10. The backlight module of claim 6, wherein when a number of the at least one optical film is five, one of the optical film is an advanced polarizer film, and each of the other four optical films is diffuser or a brightness enhancement film.

11. A display device, comprising:

display panel; and

a backlight module disposed under the display panel, the backlight module providing white light required by the display panel;

wherein the backlight module comprising:

a light guide plate;

a phosphor film capable of generating light having a third primary color; and

a reflector;

wherein the light guide plate guides the mixed light to the phosphor film, a part of the mixed light excites the phosphor film to generate light having the third primary color, the light having the third primary color mixes with other parts of the mixed light to create white light to provide to the display panel, and the reflector reflects light leaking from the light guide plate back to the light guide plate.

12. The display device of claim 11, wherein each of the at least one light source comprises an emitting element configured to provide light with a first primary color and a first phosphor covering the emitting element; the first phosphor has a second primary color; the light with the first primary color is capable of exciting the first phosphor to generate light having a second primary color; the light having the second primary color mixes with the light having the first primary color to create the mixed light.

13. The display device of claim 12, wherein the phosphor film comprises a second phosphor, and the mixed light excites the second phosphor to generate the light having the third primary color.

14. The display device of claim 13, wherein the first primary color is red, the second primary color is blue, and the third primary color is green.

15. The display device of claim 11, wherein the light guide plate has a light incident surface, a light emitting surface connected to the light incident surface, and a bottom surface opposite to the light emitting surface and connected to the light incident surface; the at least one light source faces the light incident surface; the phosphor film and the reflector are located at opposite sides of the light guide plate; the phosphor faces the light emitting surface; and the reflector faces the bottom surface.

16. The display device of claim 15, further comprising at least one optical film disposed at a side of the phosphor film away from the light guide plate and sandwiched between the phosphor film and the display panel; the at least one optical film is a diffuser or a brightness enhancement film and is capable of reflecting parts of the mixed light from the light guide plate to the light guide plate once again; the light guide plate guiding the parts of the mixed light to the phosphor film to generate white light; and the white light is provided to display panel by the least one optical film.

17. The display device of claim 16, wherein when a number of the at least one optical film is one, the optical film is dual-brightness enhancement film or a brightness enhancement film-reflective polarizer.

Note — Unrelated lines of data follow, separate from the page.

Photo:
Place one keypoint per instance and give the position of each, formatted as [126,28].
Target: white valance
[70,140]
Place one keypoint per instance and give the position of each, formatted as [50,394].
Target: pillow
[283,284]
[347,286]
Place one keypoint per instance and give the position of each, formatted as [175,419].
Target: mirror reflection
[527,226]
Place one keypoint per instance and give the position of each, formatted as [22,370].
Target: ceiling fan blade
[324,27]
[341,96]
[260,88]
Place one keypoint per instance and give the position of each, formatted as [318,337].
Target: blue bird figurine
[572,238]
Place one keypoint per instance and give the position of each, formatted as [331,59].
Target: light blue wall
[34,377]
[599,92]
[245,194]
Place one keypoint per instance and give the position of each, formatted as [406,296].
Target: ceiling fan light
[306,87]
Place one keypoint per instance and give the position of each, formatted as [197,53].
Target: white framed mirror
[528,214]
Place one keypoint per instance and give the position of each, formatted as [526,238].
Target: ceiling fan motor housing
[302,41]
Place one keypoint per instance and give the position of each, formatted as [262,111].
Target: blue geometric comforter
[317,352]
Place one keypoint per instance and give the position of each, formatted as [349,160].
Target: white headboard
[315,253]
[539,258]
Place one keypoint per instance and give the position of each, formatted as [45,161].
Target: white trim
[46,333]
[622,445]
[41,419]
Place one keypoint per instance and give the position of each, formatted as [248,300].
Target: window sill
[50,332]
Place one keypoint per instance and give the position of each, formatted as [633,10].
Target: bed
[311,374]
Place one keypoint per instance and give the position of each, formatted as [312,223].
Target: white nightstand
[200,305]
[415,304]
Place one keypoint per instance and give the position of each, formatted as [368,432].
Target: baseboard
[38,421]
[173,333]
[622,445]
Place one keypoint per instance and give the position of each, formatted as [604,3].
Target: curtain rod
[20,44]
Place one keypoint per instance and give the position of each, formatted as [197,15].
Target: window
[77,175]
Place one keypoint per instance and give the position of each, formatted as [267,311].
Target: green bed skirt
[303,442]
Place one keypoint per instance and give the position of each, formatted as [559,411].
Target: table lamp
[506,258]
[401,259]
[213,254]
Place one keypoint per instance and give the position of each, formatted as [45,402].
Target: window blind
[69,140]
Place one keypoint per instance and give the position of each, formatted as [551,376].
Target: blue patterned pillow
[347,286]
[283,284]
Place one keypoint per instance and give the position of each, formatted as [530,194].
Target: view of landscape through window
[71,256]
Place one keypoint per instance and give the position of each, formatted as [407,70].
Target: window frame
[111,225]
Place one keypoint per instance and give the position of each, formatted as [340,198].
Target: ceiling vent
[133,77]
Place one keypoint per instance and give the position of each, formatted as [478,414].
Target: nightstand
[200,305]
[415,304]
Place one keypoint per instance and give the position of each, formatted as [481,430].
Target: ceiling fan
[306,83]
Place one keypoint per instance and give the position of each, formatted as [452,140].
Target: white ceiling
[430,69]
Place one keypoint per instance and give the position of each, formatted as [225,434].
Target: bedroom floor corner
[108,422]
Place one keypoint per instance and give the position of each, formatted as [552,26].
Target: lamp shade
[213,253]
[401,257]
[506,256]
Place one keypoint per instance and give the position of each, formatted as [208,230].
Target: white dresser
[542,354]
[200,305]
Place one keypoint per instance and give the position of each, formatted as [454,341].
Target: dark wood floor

18. The display device of claim 16, wherein when a number of the at least one optical film is two, one of the optical films is a dual-brightness enhancement film or a brightness enhancement film-reflective polarizer, and the other one is a diffuser or a brightness enhancement film.

19. The display device of claim 16, wherein when a number of the at least one optical film is three, one of the optical films is a dual-brightness enhancement film or a brightness enhancement film-reflective polarizer, and each of the other two optical films is a diffuser or a brightness enhancement film.

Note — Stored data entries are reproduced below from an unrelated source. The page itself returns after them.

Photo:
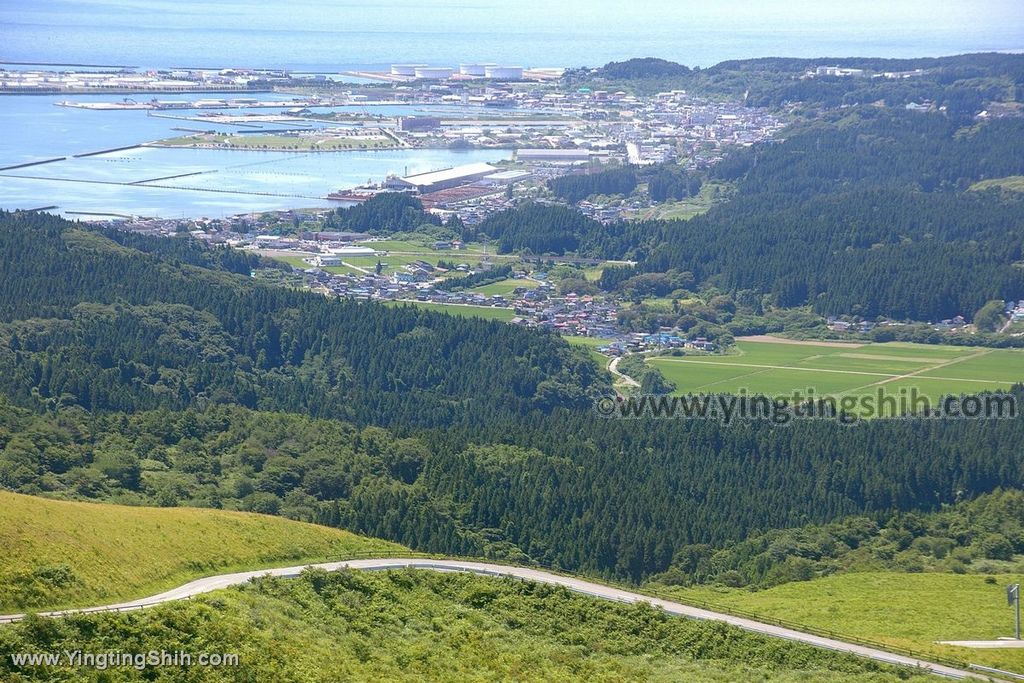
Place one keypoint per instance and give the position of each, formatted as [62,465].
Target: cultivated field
[908,610]
[780,369]
[505,287]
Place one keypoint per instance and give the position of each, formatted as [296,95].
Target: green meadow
[906,610]
[895,369]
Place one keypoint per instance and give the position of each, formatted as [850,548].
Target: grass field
[781,369]
[910,610]
[505,287]
[64,554]
[591,344]
[420,626]
[1011,182]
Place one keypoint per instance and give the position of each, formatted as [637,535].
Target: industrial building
[406,70]
[504,73]
[478,71]
[434,73]
[554,155]
[507,177]
[412,124]
[434,180]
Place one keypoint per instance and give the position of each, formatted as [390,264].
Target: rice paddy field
[782,368]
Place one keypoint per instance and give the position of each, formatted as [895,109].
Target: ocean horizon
[352,35]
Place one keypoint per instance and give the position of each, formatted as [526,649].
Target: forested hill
[867,212]
[115,321]
[961,83]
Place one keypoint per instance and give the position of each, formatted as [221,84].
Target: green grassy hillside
[59,554]
[907,610]
[421,626]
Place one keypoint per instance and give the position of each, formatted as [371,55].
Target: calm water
[223,181]
[332,34]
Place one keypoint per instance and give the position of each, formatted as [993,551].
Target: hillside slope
[59,554]
[420,626]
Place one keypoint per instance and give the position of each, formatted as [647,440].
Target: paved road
[613,369]
[577,585]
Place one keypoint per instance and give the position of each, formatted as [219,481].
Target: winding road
[209,584]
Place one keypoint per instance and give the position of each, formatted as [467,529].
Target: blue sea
[343,35]
[338,34]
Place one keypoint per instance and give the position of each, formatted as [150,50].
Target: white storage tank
[479,70]
[434,73]
[505,73]
[404,70]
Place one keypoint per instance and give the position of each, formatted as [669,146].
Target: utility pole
[1014,599]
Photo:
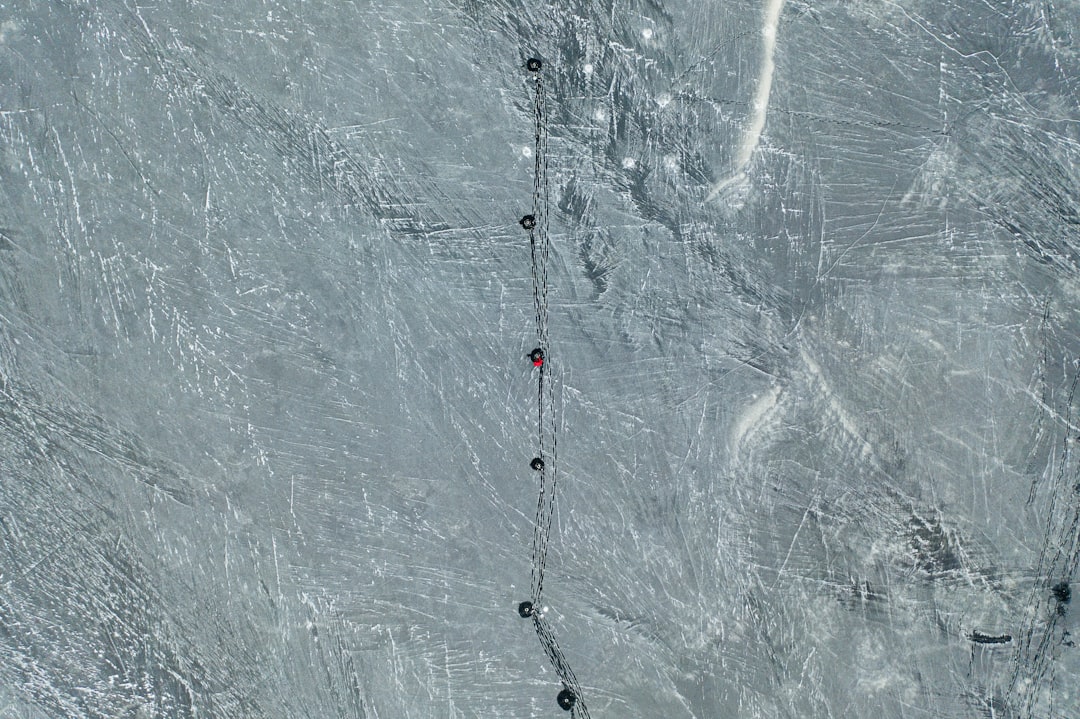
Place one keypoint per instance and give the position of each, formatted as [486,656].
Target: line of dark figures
[567,699]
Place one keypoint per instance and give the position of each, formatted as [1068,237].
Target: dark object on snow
[981,638]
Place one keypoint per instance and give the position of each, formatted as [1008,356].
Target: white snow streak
[760,104]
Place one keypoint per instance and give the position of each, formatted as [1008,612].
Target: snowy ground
[265,410]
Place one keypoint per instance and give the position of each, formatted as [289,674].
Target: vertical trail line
[547,461]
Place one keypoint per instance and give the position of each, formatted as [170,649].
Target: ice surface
[267,414]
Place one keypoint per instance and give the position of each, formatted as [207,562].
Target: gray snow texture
[266,412]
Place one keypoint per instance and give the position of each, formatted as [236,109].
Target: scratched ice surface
[814,324]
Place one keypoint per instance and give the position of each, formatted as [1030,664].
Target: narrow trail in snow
[545,463]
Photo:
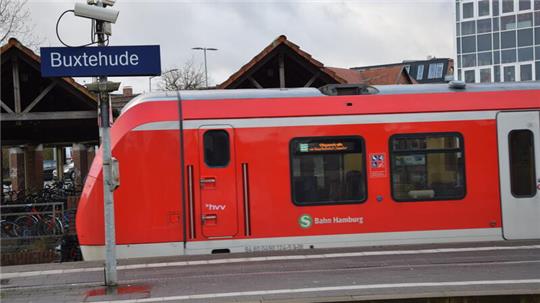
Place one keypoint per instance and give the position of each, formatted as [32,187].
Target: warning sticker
[377,165]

20. The display device of claim 16, wherein when a number of the at least one optical film is five, one of the optical film is an advanced polarizer film, and each of the other four optical films is diffuser or a brightness enhancement film.

21. The display device of claim 20, further comprising a top polarizer and a lower polarizer which are disposed at opposite sides of the display panel; the optical film being an advanced polarizer film is attached a lower surface of the lower polarizer.

22. The display device of claim 11, wherein the display panel is a liquid crystal display panel.